Douglas who also represented Prime Minister Roosevelt Skerrit made that statement while addressing a two-day ‘Industry Linkage Forum’ held at the Fort Young Hotel on Wednesday.
The workshop is being organized by the Ministry of Education and Human Resource Development in collaboration with Caricom Secretariat, the Caribbean Association of National Training Authorities (CANTA) and the Dominica Technical and Vocational Education and Training Council (DTVETC).
It is aimed at sensitizing the public of the overall purpose and benefits of TVET, eliciting from all stakeholders an acknowledgement of the transforming power of TVET, and a commitment to the further development of TVET in Dominica.
The workshop will also create sustainable and meaningful partnership among industry, training institutions, trainers, administrators, policy makers for the development of a workforce which respond to the labour market requirements here in Dominica and the wider Caribbean.

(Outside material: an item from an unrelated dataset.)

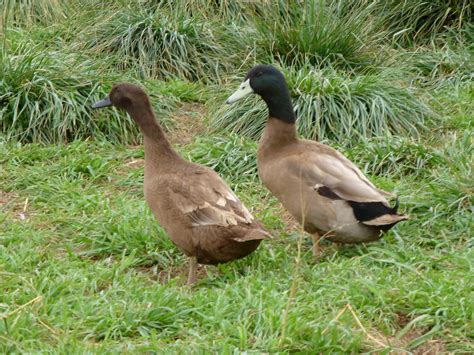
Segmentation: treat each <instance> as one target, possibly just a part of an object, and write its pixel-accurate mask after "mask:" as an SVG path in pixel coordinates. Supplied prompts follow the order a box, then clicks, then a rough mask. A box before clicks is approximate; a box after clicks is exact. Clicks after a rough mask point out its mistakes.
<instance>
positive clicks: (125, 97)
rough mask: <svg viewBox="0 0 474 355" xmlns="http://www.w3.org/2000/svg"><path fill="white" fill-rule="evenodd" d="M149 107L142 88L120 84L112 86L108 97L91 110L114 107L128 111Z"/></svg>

“We have every confidence today that TVET will triumph in Dominica because the Minister of Education advocates at that level for the progression and the development of TVET, so that it becomes a household name and is embraced as a vehicle for workforce development and economic competitiveness,” he said. “Today we are sowing the seeds of this bountiful harvest…”
According to Douglas, the government has forged an alliance with Caricom and with CANTA to bring to light the Caribbean Qualifications Framework, where the Caribbean Vocational Framework will have pride of place, much like Caribbean Examination Council (CXC).
He stated further that CXC has become a household name.
“Nobody has to ask what CXC means we are very much familiar with the name and that is what we want TVET to accomplish in our social space in going forward,” he noted. “It is necessary for all of us as stakeholders including, we the government of policy makers, the financers especially in the private sector, TVET practitioners and the trainees in the industry to meet as we are doing here to engage in a discuss on how we can place our collaborate shoulders to the wheel, to make TVET the economic driver in our region, and we need that impetus for economic development going forward.”
Meantime Education Minister, Petter Saint Jean said, “It is my hope that this forum will provide the Ministry of Education with valuable input in developing a sustainable and relevant framework by which TVET institutions can meet the needs of the industry.”
According to him, Caricom heads have approved the award of the Caribbean Vocational Qualification (CVQ) which was served as a catalyst for free movement of technical skills within the region.
“I believe that it is, therefore, essential that we design a system by which certifiable skill and competencies can be nurtured, developed and enhanced so that we maintain the desired standard and quality which are found elsewhere in the Caribbean region,” Saint Jean stated. “In so doing we will be able to attract equal consideration for opportunities which present themselves throughout the Caricom region.”